UN Watchdog: UNHRC’s attacks on Israel prove corrupt, entrenched political bias

According to NGO Monitor, “The UN Human Rights Council is singling out Israel through the misuse of int’l law and the employment of double standards…The attacks on Israel prove that the entrenched political bias of the council requires immediate action.”
• NGO Monitor plans to confront UNHRC in Geneva.

By Lital Shemesh

 

Jerusalem-based watchdog group NGO Monitor is accusing the U.N. Human Rights Council of deception and bias for its decision to compile a “blacklist” of companies from or with ties to Israel that operate beyond the Green Line, with the aim of declaring them illegal.

UN Human Rights Council – Photo courtesy: Wikipedia Commons

At the council’s headquarters in Geneva on Monday, members of the watchdog group were set to argue the move by the UNHRC unfairly singles out Israel, while ignoring other conflict zones around the world where international companies are free to do business.

The decision to blacklist the Israeli companies, an initiative prompted by the boycott, divestment and sanctions movement, reportedly aims to bar the presence of any Israeli company beyond the Green Line. If adopted, the list could outlaw even private security firms that protect Israelis in Judea and Samaria from terrorist organizations.

According to NGO Monitor, the blacklist began as a list of all the businesses that operate in Israel, which was then narrowed down to businesses that operate in Judea and Samaria and east Jerusalem. The list includes businesses such as banks and high-tech companies that do not have a physical presence in those areas, but that nevertheless provide services to residents in the disputed areas.
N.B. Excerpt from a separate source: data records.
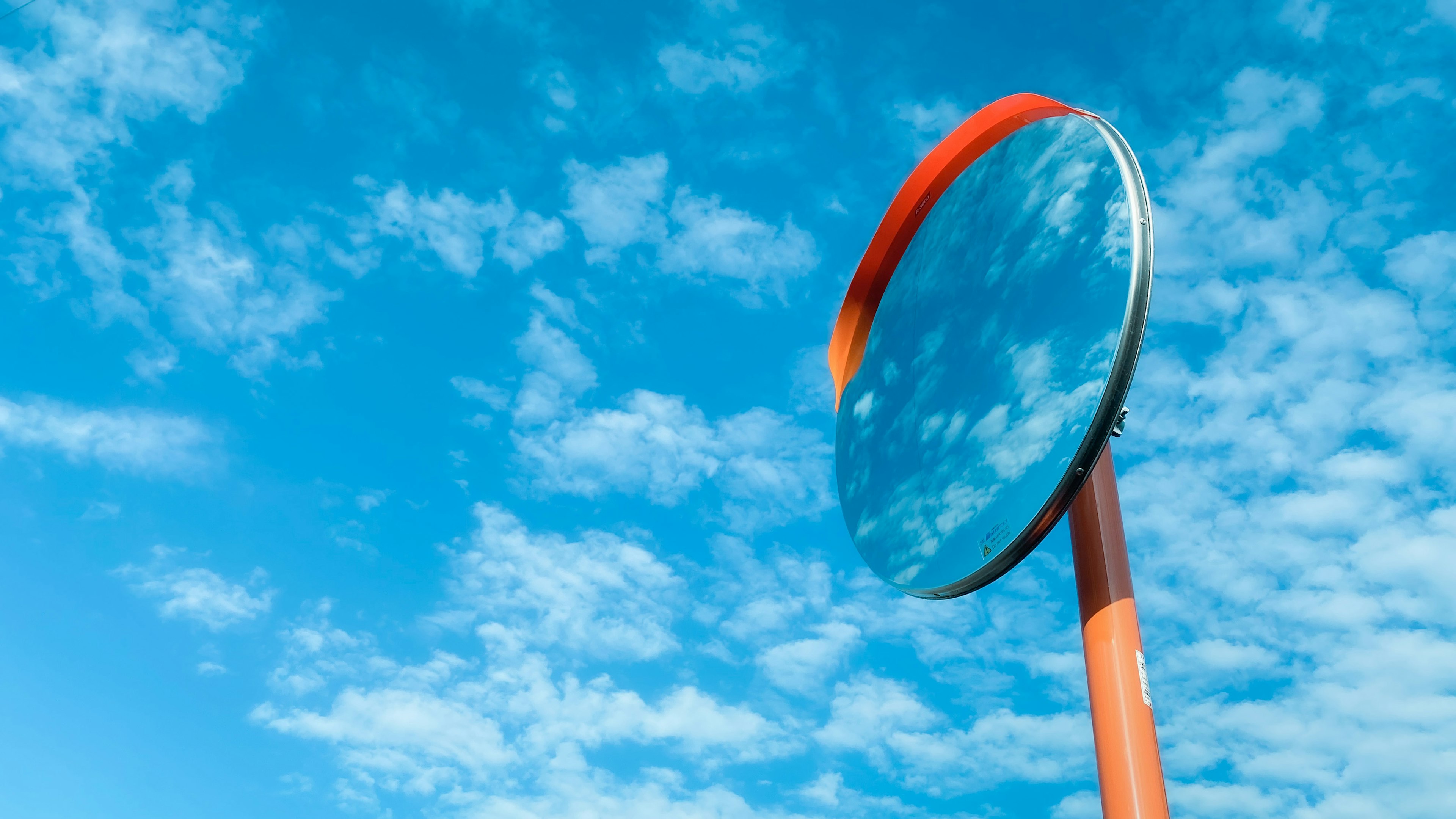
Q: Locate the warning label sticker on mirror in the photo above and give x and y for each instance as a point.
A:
(1142, 679)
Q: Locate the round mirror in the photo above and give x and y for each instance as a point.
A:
(988, 343)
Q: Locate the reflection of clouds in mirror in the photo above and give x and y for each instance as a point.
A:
(1021, 433)
(988, 356)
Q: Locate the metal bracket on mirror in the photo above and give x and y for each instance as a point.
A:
(1117, 428)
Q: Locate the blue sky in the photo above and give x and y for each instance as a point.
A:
(421, 411)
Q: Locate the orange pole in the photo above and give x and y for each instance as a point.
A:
(1129, 767)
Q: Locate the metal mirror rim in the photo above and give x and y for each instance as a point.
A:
(983, 130)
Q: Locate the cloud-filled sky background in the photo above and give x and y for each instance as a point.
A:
(421, 411)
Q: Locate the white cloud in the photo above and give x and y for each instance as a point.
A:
(1390, 94)
(739, 67)
(721, 242)
(561, 373)
(108, 69)
(766, 468)
(213, 289)
(510, 722)
(929, 124)
(370, 499)
(1277, 475)
(453, 228)
(132, 439)
(382, 723)
(477, 390)
(811, 385)
(1307, 18)
(1443, 9)
(622, 205)
(598, 596)
(804, 665)
(619, 205)
(199, 594)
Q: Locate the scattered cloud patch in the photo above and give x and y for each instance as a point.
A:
(130, 439)
(452, 228)
(765, 467)
(693, 237)
(929, 124)
(199, 595)
(740, 66)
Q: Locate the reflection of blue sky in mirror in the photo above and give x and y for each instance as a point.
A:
(986, 358)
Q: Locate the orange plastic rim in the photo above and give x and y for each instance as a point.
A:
(909, 209)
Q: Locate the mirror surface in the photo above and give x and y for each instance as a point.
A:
(988, 358)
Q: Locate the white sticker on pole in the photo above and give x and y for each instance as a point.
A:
(1142, 678)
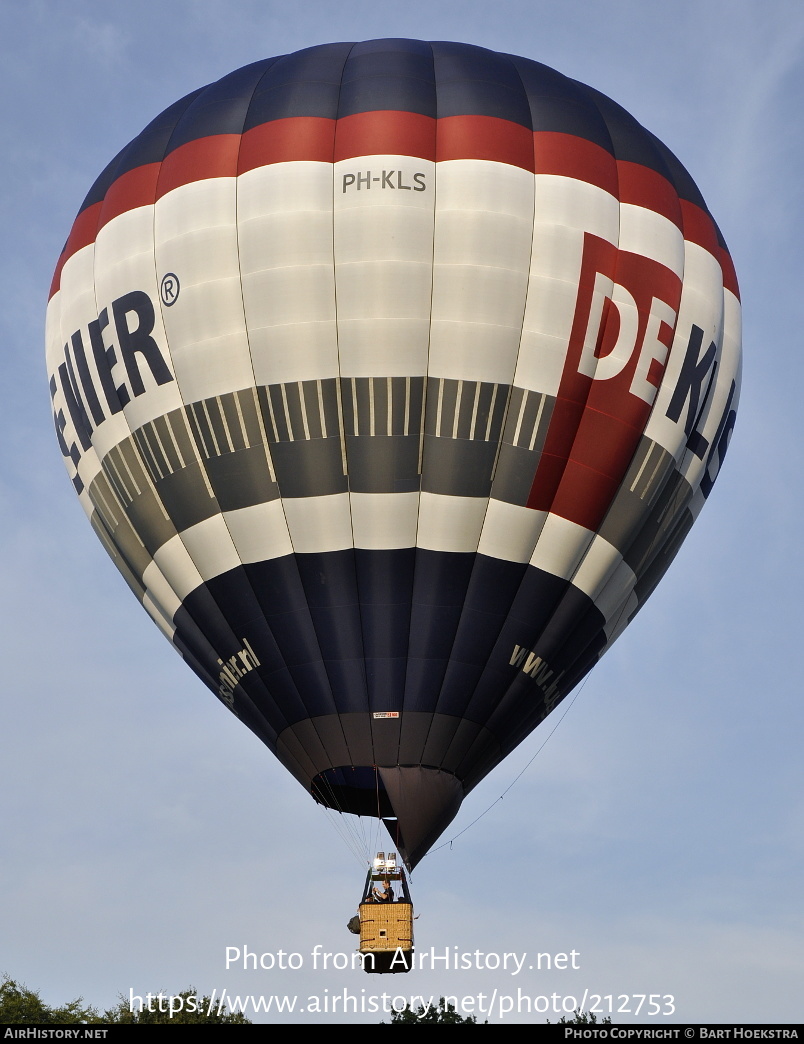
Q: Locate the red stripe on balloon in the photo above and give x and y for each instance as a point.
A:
(644, 187)
(199, 160)
(570, 157)
(385, 134)
(302, 138)
(135, 188)
(83, 233)
(485, 138)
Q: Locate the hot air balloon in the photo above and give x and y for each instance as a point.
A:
(392, 376)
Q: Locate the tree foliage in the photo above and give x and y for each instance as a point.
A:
(19, 1005)
(582, 1018)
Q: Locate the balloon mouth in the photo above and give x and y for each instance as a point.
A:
(415, 802)
(355, 789)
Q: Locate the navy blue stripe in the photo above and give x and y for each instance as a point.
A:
(221, 108)
(440, 79)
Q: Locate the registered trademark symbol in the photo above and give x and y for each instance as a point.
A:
(169, 288)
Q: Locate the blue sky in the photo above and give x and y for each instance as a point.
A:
(660, 831)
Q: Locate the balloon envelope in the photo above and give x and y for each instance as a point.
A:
(392, 376)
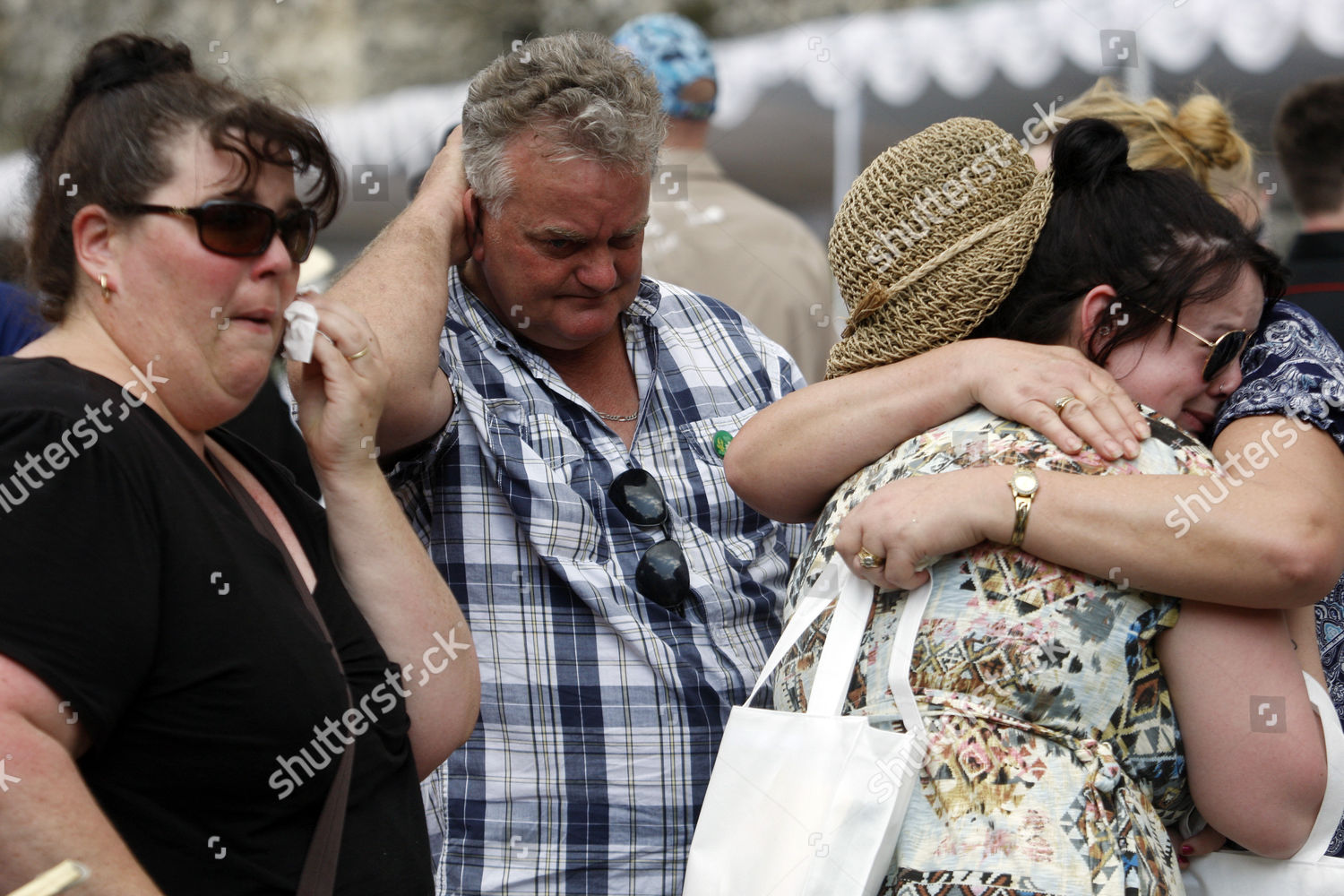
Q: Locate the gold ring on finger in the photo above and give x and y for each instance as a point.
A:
(868, 560)
(1064, 402)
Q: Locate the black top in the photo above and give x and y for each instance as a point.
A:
(1317, 279)
(140, 594)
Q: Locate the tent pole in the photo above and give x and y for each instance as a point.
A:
(847, 158)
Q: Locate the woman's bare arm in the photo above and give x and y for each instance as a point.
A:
(46, 812)
(790, 457)
(1271, 535)
(1254, 748)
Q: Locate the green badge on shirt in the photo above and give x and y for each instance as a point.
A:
(720, 443)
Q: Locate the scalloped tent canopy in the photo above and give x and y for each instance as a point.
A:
(841, 89)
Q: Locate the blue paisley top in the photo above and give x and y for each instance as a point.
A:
(1295, 368)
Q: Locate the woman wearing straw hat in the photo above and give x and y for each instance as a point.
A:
(1276, 538)
(1048, 694)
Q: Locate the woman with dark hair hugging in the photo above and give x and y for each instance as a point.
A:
(1050, 696)
(217, 688)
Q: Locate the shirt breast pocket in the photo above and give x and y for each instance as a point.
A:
(542, 470)
(718, 511)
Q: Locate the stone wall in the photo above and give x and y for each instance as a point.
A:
(333, 51)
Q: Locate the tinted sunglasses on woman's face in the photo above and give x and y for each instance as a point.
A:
(1222, 351)
(663, 573)
(244, 230)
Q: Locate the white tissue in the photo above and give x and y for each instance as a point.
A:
(300, 331)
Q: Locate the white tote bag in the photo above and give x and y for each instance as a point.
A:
(1311, 872)
(811, 804)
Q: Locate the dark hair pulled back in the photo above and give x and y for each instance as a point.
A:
(107, 144)
(1155, 237)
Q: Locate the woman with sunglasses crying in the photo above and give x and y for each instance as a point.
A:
(228, 689)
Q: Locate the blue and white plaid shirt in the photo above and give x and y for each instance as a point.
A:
(601, 711)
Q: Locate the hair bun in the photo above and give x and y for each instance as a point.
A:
(1088, 152)
(1209, 126)
(125, 59)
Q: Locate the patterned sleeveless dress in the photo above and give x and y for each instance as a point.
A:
(1055, 759)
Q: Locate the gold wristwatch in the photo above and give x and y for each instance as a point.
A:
(1023, 485)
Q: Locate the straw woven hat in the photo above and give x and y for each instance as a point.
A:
(930, 238)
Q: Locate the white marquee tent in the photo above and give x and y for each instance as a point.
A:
(803, 109)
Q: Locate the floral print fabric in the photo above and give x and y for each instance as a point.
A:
(1054, 755)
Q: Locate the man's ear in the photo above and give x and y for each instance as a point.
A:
(472, 214)
(1101, 308)
(93, 234)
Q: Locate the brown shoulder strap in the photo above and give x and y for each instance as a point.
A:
(319, 874)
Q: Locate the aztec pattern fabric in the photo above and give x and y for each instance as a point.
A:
(1295, 368)
(1054, 758)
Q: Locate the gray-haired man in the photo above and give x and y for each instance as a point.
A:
(562, 425)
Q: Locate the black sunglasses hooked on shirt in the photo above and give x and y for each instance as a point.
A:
(242, 230)
(663, 573)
“The UN Human Rights Council is singling out Israel through the misuse of international law and the employment of double standards, similarly to anti-Israel groups such as Amnesty International,” said Prof. Gerald Steinberg, president of NGO Monitor. “The attacks on Israel prove that the entrenched political bias of the council requires immediate action. There are over a dozen situations in which international corporations and companies operate in what is defined as ‘occupied territories’ without any hindrance and with no blacklists.”

NGO Monitor’s legal adviser Anne Herzberg added that “the extensive business activity in occupied territory around the world, which goes unmentioned by the U.N. and NGOs, demonstrates the utter indifference to human rights that are not tied to the U.N.’s obsessive and politicized focus on Israel.”

“International law does not prohibit businesses from operating in occupied territories, yet U.N. bureaucracy is again mobilized to deliberately target Israel,” she said. “International rules either apply to everyone or to no one.”

NGO Monitor staff will confront the UNHRC in a series of events to be held at the council’s headquarters in Geneva on Monday and Tuesday. Eugene Kontorovich, who heads the international law department of the nonpartisan think tank Kohelet Policy Forum, is also set to attend.

Kontorovitch will present findings from a new study that reveals the extensive business activity of international corporations in disputed territories such as Northern Cyprus, Western Sahara and the Crimean peninsula at an event for reporters and diplomats Monday afternoon.